Whereas Libby et al. (1973) originally reported the largest pupillary changes when unpleasant pictures were viewed, together with an association between pupillary change and cardiac deceleration, these effects were not replicated in the present study and may reflect differences in picture selection. Thus, whereas in the present study, pleasant and unpleasant pictures were matched for emotional arousal on the basis of IAPS ratings (Lang et al., 2005), level of arousal was not considered by Libby et al. (1973). Although their picture set apparently included pleasant stimuli typically rated as highly arousing (e.g. “nude on grass,” “beautiful female model”), some pleasant pictures are more difficult to characterize in terms of arousal (e.g., “piece of sandstone shaped like nude,” “several light bulbs, sexually suggestive”), and others do not appear, on the surface, to be pleasant (e.g., “locomotive, view of wheels”). Because greater cardiac deceleration is typically found when unpleasant pictures are viewed (Bradley et al., 2001), an association between cardiac and pupillary changes is likely when pleasant, arousing pictures are not well represented in the stimulus set. Supporting this interpretation, when pleasant pictures were removed from the current analysis, the rank correlation between cardiac deceleration and pupillary change across pictures was −.33, which is almost identical to the −.35 correlation reported previously by Libby et al.

Rather than varying with cardiac deceleration, the current study found that pupillary changes covaried with skin conductance reactions, providing collateral support for the hypothesis that pupil diameter during picture viewing predominantly reflects sympathetic nervous system activity.
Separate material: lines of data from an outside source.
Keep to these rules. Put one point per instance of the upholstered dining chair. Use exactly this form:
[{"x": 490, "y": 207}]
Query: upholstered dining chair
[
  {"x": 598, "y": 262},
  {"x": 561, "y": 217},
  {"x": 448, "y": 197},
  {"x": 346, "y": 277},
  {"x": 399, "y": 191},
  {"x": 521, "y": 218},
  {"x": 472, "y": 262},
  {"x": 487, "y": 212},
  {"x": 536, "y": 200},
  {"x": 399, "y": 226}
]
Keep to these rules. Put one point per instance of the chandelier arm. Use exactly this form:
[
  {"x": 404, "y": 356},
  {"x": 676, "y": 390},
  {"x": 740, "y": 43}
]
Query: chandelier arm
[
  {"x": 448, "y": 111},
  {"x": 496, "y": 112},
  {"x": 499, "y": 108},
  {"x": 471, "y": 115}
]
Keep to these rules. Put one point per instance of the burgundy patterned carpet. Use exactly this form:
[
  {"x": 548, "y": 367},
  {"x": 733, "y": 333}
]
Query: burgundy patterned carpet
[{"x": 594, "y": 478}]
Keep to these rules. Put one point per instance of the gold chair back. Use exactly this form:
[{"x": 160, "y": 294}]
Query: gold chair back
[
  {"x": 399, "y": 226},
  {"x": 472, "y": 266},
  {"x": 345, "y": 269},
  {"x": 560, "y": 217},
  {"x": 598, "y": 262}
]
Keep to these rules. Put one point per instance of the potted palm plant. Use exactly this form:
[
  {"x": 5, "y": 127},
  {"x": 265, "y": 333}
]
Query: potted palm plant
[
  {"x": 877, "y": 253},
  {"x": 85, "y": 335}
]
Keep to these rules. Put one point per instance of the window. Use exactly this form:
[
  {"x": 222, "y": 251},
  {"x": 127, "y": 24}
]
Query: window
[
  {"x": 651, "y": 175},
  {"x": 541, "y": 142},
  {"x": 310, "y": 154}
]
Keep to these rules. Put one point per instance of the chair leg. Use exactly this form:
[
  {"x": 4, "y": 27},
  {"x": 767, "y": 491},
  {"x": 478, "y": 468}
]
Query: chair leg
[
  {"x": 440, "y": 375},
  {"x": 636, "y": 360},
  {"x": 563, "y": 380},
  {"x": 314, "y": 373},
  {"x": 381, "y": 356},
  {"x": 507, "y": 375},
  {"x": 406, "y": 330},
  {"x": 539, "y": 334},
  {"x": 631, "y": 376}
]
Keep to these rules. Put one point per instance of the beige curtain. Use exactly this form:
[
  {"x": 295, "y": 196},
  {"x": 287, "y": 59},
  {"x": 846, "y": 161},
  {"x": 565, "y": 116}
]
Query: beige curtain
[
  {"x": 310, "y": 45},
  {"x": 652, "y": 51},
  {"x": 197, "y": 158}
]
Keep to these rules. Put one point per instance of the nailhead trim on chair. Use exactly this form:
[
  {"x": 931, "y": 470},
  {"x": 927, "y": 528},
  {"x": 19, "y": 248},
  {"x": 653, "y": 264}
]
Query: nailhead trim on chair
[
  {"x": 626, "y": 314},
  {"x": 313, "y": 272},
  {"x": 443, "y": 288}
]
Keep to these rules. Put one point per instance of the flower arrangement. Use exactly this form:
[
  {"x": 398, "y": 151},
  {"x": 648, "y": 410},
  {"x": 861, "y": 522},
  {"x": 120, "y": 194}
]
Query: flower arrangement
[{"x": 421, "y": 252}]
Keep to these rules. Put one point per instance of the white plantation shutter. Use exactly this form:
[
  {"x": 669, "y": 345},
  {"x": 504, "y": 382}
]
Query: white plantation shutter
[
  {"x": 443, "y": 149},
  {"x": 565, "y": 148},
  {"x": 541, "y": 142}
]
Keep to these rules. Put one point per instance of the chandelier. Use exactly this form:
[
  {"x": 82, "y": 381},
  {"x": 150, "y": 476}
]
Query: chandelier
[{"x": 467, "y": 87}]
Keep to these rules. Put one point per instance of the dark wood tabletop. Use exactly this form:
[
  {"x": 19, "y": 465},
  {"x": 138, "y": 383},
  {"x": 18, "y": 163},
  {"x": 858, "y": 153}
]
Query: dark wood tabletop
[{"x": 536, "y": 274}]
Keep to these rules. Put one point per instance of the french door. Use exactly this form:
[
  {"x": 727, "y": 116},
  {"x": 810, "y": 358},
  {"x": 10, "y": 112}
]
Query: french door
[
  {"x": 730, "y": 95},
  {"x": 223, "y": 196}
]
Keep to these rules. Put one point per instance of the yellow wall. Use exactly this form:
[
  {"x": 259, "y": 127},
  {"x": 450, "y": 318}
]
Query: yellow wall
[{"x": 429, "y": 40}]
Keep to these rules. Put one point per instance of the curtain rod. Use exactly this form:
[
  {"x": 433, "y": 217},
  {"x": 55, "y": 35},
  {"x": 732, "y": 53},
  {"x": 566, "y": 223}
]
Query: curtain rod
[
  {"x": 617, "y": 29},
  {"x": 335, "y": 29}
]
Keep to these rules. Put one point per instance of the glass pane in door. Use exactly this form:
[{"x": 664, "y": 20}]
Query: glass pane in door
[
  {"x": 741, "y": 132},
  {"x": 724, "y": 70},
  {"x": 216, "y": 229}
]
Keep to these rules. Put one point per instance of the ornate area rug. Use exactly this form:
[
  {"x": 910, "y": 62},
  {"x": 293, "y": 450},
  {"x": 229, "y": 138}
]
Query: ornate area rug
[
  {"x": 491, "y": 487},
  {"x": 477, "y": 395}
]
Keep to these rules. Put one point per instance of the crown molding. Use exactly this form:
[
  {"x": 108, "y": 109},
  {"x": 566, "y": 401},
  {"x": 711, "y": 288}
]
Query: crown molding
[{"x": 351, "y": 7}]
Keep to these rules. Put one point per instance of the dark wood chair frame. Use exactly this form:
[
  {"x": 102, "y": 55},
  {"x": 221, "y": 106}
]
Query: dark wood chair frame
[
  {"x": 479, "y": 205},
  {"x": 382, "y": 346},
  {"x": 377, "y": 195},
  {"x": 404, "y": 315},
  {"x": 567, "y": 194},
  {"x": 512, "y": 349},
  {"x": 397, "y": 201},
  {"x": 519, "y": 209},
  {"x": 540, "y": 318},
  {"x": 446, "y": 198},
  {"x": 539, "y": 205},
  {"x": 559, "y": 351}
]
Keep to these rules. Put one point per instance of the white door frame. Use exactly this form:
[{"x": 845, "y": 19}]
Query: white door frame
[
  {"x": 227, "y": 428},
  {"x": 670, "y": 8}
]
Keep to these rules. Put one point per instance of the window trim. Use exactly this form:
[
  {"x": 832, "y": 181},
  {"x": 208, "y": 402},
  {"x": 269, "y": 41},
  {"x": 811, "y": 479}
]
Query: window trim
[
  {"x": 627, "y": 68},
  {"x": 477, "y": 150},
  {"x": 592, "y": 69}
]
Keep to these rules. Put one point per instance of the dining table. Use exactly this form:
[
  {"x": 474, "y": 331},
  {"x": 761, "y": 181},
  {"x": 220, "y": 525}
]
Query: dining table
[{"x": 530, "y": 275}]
During picture viewing, both skin conductance and pupillary changes were greatest for emotional, compared to neutral, pictures and these effects were accentuated for the pictures rated as most highly arousing. Furthermore, when the picture was used as the unit of analysis, the relationship between skin conductance and pupil changes persisted, even when specific effects due to luminosity were removed using hierarchical multiple regression.

In studies that have explored effects of mental load and sustained cognitive processing on pupil change, the observed papillary dilation appeared to be mediated by parasympathetic inhibition of the sphincter muscle (Steinhauer et al., 2004). The close covariation of pupil dilation with skin conductance in the current study suggests that, for emotional processing, the mechanism may be different and involve direct sympathetic innervations of the dilator muscle. Taken together, the current data are consistent with the hypothesis that pupillary changes during affective picture viewing are mediated by increased sympathetic activity, and strongly suggest that pupil dilation is determined by emotional arousal, independent of whether pictures are pleasant or unpleasant in hedonic valence.

Acknowledgments

This research was supported in part by a grant from the National Institute ofMental Health (P50MH72850) to the Center for the Study of Emotion and Attention (CSEA) at the University of Florida. Laura Miccoli and Miguel Escrig are now at the Jaume I University of Castellón, Spain.

Footnotes

1

The library numbers for IAPS pictures (Lang et al., 2005) used in this study are: pleasant: 2208, 2250, 2260, 2501, 2560, 2650, 4611, 4617, 4640, 4653, 4659, 4666, 4687, 4694, 5621, 8041, 8080, 8090, 8116, 8120, 8161, 8180, 8200, 8280, 8300, 8320, 8330, 8370, 8380, 8400, 8420, 8465; neutral: 2020, 2190, 2200, 2210, 2214, 2215, 2220, 2221, 2235, 2240, 2270, 2272, 2278, 2383, 2393, 2410, 2441, 2491, 2493, 2514, 2579, 2745.1, 2749, 2752, 2810, 2850, 2870, 2890, 3210, 5455, 7550, 9210; unpleasant: 2120, 2205, 2520, 2590, 2691, 2730, 2750, 2800, 3015, 3030, 3053, 3100, 3170, 3180, 3181, 3400, 3500, 3530, 3550, 6210, 6211, 6212, 6821, 6834, 6838, 9041, 9250, 9254, 9341, 9405, 9800, 9921.

2

The data analysis included both trials on which a startle probe was delivered and no-probe trials. When this factor was included in the analysis of the pupillary data, effects of picture emotionality were identical for both trial types.